7. Deploying Language Models in Production
- Explore the different deployment options for NLP models (on-premises, cloud, etc.)
- Discuss the importance of monitoring and maintaining models
- Provide best practices for deploying and maintaining models in production

8. Conclusion
- Summarize the key takeaways from the guide
- Highlight the potential future developments in OSLMs and NLP
- Provide resources for further learning and exploration.

Note that the output contains special markers that you need to parse to turn the sequence into a structured conversation. The model doesn’t know about JSON or other data formats, so you’ll have to build that part.

It will take several seconds up to a minute to get a response. This is normal for large language models, but it’s not the greatest experience. To get a better experience, you’ll need to stream the tokens as they’re generated.

Streaming language model responses

Language models are slow as you can tell from the end of the previous section. This is why OpenAI, and our internal chat agent are streaming responses. It doesn’t make the model faster, but it greatly improves the user experience.

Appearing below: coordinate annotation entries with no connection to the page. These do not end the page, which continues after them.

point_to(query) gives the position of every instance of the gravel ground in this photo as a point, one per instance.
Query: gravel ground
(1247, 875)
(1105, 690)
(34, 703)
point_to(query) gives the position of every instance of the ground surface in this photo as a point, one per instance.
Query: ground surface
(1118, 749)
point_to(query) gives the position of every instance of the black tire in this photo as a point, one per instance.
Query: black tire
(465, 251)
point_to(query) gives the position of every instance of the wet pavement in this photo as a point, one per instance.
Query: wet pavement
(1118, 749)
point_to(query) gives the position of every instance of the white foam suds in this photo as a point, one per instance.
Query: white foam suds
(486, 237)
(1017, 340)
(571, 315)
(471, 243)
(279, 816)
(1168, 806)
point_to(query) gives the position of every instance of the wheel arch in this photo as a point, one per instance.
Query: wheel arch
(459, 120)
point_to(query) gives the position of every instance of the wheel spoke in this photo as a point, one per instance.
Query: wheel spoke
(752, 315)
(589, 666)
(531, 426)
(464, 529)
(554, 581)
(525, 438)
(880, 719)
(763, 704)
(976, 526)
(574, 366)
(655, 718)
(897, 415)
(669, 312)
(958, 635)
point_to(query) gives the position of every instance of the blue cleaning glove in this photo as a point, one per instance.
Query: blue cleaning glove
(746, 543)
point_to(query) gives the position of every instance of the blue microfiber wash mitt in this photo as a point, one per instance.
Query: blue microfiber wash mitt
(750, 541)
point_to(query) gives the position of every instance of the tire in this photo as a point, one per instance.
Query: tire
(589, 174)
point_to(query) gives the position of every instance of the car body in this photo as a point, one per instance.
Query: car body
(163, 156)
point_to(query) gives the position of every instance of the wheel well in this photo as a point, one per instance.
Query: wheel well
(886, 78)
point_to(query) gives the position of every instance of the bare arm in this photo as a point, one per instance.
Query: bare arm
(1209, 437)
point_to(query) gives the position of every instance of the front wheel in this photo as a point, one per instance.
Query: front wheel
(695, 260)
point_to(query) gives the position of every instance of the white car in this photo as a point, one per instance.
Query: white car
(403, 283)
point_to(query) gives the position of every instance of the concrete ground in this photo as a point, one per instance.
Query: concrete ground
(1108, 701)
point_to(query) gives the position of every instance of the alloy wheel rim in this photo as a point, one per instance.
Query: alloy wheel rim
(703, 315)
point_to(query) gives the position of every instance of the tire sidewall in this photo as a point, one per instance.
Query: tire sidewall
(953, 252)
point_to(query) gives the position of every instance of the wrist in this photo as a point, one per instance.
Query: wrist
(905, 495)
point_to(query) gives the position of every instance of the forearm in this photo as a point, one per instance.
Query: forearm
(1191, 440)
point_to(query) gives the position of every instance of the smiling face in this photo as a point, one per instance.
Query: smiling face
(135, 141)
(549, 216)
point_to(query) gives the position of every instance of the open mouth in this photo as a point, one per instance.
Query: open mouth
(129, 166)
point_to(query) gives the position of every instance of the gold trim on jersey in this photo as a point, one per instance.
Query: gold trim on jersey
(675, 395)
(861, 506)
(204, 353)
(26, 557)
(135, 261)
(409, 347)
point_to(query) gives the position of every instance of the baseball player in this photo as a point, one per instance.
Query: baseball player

To stream responses from the model, you’re going to need to use a Streamer component. You can configure one using the following code:

from threading import Thread

import torch
from transformers import AutoModelForCausalLM, AutoTokenizer, TextIteratorStreamer

model_id = "argilla/notus-7b-v1"
device = torch.device("cuda")
tokenizer = AutoTokenizer.from_pretrained(model_id)
streamer = TextIteratorStreamer(tokenizer)
model = AutoModelForCausalLM.from_pretrained(
    model_id,
    device_map=device,
    torch_dtype=torch.bfloat16,
)

messages = [
    {
        "role": "system",
        "content": "You're a friendly assistant. You help people generate content for their blog.",
    },
    {
        "role": "user",
        "content": "Please generate an outline for a blogpost about using open source lanugage models",
    },
]

inputs = tokenizer.apply_chat_template(
    messages,
    tokenize=True,
    add_generation_prompt=True,
    return_tensors="pt",
).to(device)

generator_thread = Thread(
    target=model.generate,
    kwargs=dict(
        inputs=inputs,
        max_new_tokens=2500,
        do_sample=True,
        temperature=0.7,
        streamer=streamer,
        top_p=0.98,
    ),
)

generator_thread.start()

for fragment in streamer:
    print(fragment, end="")

This code does the following:

First, we introduce a streamer component.
Next, we change the code, so the generation happens on a separate thread.
Finally, we iterate over the streamer to collect the response.

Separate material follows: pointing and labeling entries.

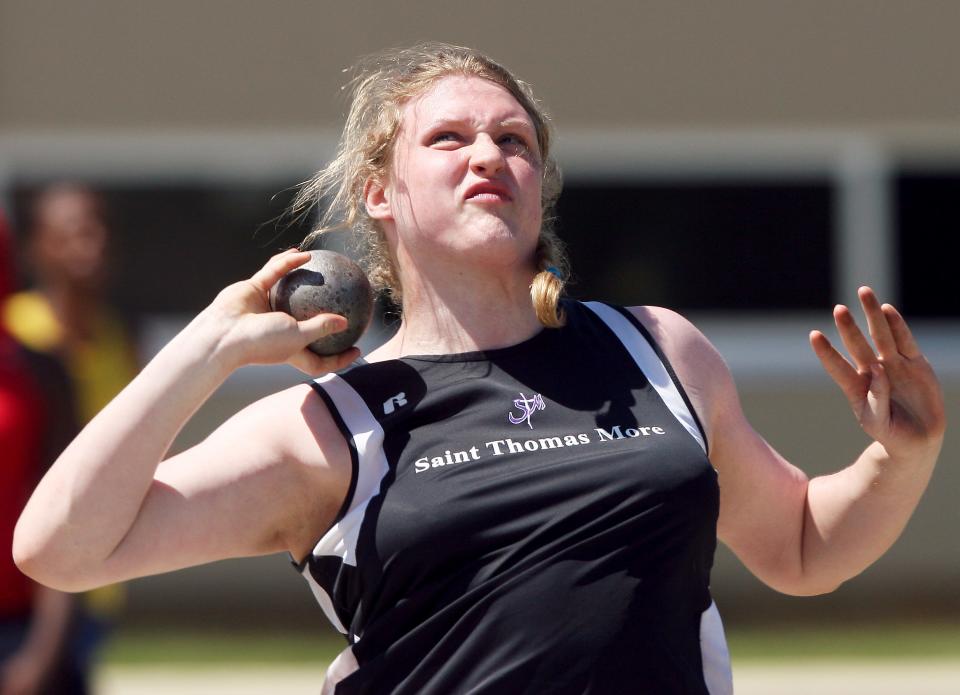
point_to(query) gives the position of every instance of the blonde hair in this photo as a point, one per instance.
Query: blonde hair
(382, 84)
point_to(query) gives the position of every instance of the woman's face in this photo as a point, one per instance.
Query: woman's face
(465, 176)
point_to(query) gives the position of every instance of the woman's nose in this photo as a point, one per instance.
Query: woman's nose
(486, 157)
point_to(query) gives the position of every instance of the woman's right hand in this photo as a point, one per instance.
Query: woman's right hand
(253, 334)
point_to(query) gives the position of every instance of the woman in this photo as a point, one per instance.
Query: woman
(500, 506)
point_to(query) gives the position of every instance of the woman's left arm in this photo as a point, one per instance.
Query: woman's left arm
(805, 536)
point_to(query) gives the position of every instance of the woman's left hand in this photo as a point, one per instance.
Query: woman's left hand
(891, 388)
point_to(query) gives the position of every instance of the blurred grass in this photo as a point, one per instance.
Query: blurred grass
(201, 647)
(886, 642)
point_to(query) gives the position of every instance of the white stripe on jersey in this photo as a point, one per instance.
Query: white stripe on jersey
(649, 363)
(367, 435)
(714, 653)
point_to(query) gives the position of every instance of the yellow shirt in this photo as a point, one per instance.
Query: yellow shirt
(98, 369)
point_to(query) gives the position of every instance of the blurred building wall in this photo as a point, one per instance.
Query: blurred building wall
(246, 64)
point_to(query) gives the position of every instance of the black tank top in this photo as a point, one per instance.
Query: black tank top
(534, 519)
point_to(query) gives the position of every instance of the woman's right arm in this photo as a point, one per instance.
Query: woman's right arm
(108, 510)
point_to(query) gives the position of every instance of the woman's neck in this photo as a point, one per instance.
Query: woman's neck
(462, 311)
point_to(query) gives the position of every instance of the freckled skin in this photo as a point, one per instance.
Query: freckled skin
(328, 283)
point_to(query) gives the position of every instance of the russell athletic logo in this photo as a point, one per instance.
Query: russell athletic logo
(527, 407)
(394, 402)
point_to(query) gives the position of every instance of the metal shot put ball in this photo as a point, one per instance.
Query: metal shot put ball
(328, 283)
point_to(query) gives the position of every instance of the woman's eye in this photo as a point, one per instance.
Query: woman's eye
(514, 142)
(444, 137)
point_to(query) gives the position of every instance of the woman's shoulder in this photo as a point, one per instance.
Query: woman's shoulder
(694, 358)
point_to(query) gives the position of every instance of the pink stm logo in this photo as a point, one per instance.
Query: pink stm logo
(527, 407)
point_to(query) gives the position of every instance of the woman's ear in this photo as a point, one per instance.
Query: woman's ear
(377, 200)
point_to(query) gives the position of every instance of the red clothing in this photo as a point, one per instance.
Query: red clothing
(22, 422)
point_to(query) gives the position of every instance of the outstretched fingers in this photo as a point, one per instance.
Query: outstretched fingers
(877, 324)
(853, 338)
(902, 335)
(850, 381)
(278, 266)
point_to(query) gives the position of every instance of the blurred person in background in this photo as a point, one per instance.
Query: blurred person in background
(36, 423)
(65, 314)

By separating the generation code into a separate thread, we can let the model produce tokens while we’re doing other stuff on the main thread. On the main thread we collect tokens that were produced by the model.

This by itself isn’t very useful. You’re going to have to feed the tokens to the client via a streaming connection like gRPC, server-sent events or a websocket. I’ll leave that out for now.

Summary

In this post we covered how to use open-source large language models on your own hardware. We’ve covered most of the basics: Loading a model, generating a response, and streaming the response to improve perceived performance.

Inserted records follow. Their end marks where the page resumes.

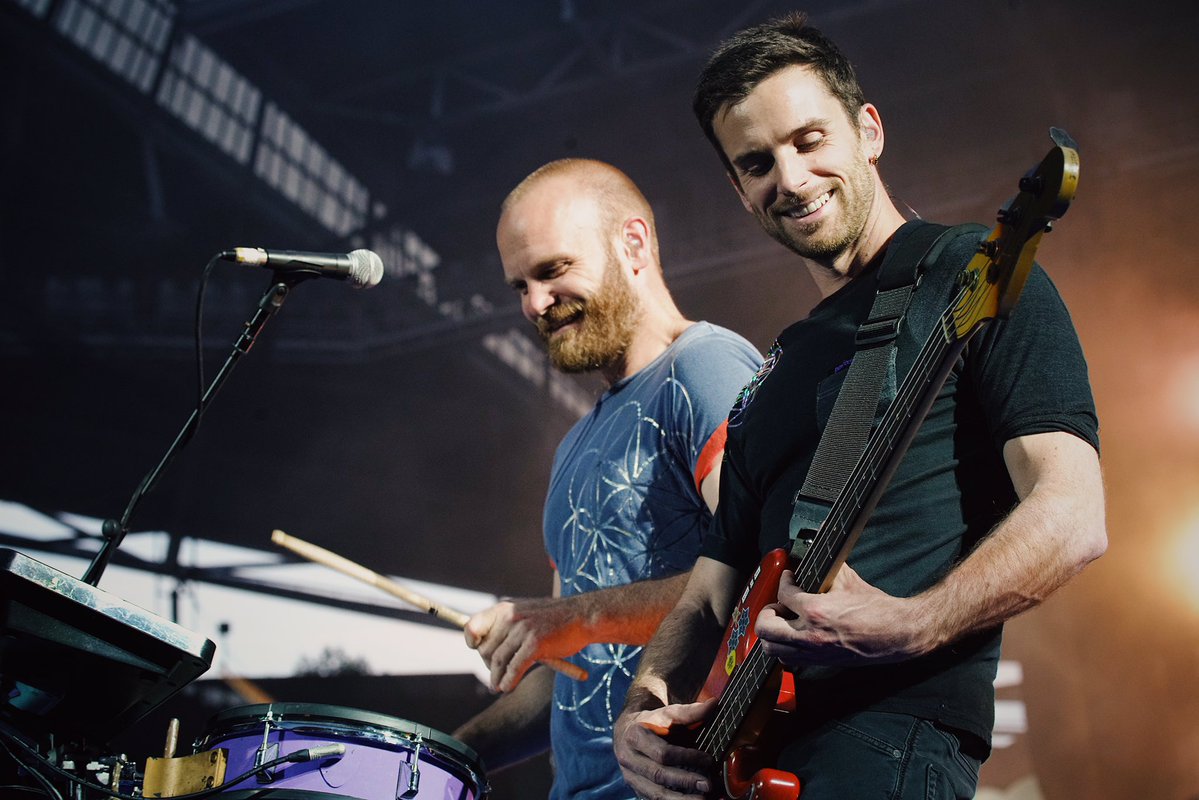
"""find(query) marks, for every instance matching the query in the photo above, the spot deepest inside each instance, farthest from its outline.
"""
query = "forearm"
(516, 726)
(678, 657)
(627, 614)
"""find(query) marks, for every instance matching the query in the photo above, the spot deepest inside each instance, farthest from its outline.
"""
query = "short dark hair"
(753, 54)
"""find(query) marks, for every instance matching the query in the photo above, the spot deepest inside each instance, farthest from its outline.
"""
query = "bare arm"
(514, 633)
(1056, 528)
(516, 726)
(673, 669)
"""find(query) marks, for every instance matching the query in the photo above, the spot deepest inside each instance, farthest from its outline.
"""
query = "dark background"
(378, 423)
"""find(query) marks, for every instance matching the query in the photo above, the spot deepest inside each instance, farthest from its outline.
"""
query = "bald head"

There’s a lot more to using large language models though. It’s important to note that open-source models lack the features that OpenAI and Microsoft offer.

Open-source language models don’t have guardrails. You need to add those yourself. It can require fine-tuning if the makers of the model didn’t spend time training the model with guardrails.

It’s also good to add a separate content moderation filter to your model implementation. The guardrails, even if they’re included, aren’t enough to make your application safe to use in public use-cases.

Finally, make sure you’re prepared to spend extra time setting up your environment. While the code in this blogpost produces a working implementation it’s not complete. Aside from guardrails, you’ll also need to tune the prediction performance and write code to integrate the model further into your solution.

Having said that, I hope this post gave you useful insights into using open source large language models!